GIP (Glucose-Dependent Insulinotropic Polypeptide)

Source: Intestinal K-cells (duodenum, jejunum)

Structure: 42-amino-acid peptide

Half-life: ~5 minutes (native GIP), degraded by DPP-4

Biological actions:

  • Potentiates glucose-dependent insulin secretion (like GLP-1)
  • Promotes fat storage in adipose tissue (historically seen as counterproductive)
  • Bone formation promotion
  • Potential neuroprotective effects

Therapeutic relevance: GIP's role in obesity therapeutics has been controversial. GIP receptor agonism promotes fat storage in lean individuals but appears to have beneficial effects on body weight when combined with GLP-1 agonism — as demonstrated by tirzepatide.

DPP-4: the incretin terminator

Dipeptidyl peptidase-4 (DPP-4) is a serine protease that cleaves GLP-1 and GIP within minutes of secretion. This rapid degradation is why native incretins cannot be used as drugs and why two therapeutic strategies exist:

  1. Incretin analogs — structurally modified to resist DPP-4 cleavage (semaglutide, tirzepatide, liraglutide)
  2. DPP-4 inhibitors — oral drugs that block DPP-4, raising endogenous incretin levels (sitagliptin, saxagliptin).
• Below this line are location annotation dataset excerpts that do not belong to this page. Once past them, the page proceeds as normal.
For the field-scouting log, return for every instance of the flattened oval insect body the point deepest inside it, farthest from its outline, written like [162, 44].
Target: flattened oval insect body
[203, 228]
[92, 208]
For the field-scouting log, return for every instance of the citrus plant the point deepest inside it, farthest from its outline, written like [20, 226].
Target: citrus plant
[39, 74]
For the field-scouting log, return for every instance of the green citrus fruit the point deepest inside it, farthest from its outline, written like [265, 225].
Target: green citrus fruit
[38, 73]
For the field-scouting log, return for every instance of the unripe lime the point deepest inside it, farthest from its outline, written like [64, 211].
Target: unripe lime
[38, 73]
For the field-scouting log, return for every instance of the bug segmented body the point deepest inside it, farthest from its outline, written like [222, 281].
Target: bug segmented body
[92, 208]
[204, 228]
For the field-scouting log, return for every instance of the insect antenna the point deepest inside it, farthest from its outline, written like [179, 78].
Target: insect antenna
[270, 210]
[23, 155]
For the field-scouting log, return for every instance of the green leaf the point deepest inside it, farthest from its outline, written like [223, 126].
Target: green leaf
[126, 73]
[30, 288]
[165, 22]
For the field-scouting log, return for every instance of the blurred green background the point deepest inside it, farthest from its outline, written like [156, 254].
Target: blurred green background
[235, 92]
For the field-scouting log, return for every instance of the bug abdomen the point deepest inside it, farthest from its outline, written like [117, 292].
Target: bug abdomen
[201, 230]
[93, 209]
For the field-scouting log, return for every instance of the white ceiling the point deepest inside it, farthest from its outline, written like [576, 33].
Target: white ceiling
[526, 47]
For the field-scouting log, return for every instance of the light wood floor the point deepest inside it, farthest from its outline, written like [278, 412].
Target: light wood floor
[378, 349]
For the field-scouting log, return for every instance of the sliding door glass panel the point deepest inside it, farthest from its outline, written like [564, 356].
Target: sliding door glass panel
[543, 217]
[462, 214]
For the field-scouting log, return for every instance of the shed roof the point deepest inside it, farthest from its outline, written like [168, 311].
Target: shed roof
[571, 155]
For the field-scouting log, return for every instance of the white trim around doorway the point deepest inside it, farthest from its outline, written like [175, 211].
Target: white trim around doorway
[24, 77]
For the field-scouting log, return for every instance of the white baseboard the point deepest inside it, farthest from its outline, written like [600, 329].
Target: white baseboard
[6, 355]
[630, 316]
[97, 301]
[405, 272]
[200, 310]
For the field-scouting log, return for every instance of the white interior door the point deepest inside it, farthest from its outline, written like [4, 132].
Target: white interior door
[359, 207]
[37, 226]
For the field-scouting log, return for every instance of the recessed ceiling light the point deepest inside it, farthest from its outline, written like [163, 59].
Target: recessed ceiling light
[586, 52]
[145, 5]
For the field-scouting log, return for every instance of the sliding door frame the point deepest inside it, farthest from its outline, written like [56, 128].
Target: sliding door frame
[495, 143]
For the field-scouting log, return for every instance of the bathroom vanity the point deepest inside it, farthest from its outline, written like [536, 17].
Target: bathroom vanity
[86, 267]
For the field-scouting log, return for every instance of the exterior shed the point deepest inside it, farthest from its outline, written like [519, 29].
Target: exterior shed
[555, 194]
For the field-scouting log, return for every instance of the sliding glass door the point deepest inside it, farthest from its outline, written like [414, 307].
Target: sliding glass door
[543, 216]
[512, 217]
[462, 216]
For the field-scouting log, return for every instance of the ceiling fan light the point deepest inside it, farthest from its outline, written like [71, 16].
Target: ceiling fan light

Less potent than analogs because they only amplify endogenous secretion

Incretin-based therapeutics: the current landscape

| Drug | Target | Half-life | Weight loss | Administration |

|------|--------|-----------|-------------|---------------|

| Semaglutide (Wegovy/Ozempic) | GLP-1R agonist | ~7 days | ~15% (STEP-1) | Weekly SC injection |

| Tirzepatide (Mounjaro/Zepbound) | GLP-1R + GIPR agonist | ~5 days | ~21% (SURMOUNT-1) | Weekly SC injection |

| Liraglutide (Saxenda/Victoza) | GLP-1R agonist | ~13 hours | ~8% | Daily SC injection |

| Oral semaglutide (Rybelsus) | GLP-1R agonist | ~7 days | ~5–10% | Daily oral tablet |

| Retatrutide | GLP-1R + GIPR + GcgR agonist | ~6 days | ~24% (phase 2) | Weekly SC injection |

| CagriSema | GLP-1R agonist + amylin analog | Combined | ~22% (phase 3) | Weekly SC injection |

The dual and triple agonist evolution

The field is moving from single-receptor agonism (semaglutide → GLP-1R) to multi-receptor engagement:

  • Dual agonists (tirzepatide → GLP-1R + GIPR): Greater weight loss and metabolic improvement than single agonists
  • Triple agonists (retatrutide → GLP-1R + GIPR + glucagon receptor): Phase 2 data shows ~24% weight loss — the highest in the class
  • Combination approaches (CagriSema → semaglutide + cagrilintide): Combines GLP-1 with amylin analog for complementary satiety signaling

The incretin system's pharmaceutical potential has reshaped metabolic medicine more than any peptide discovery since insulin.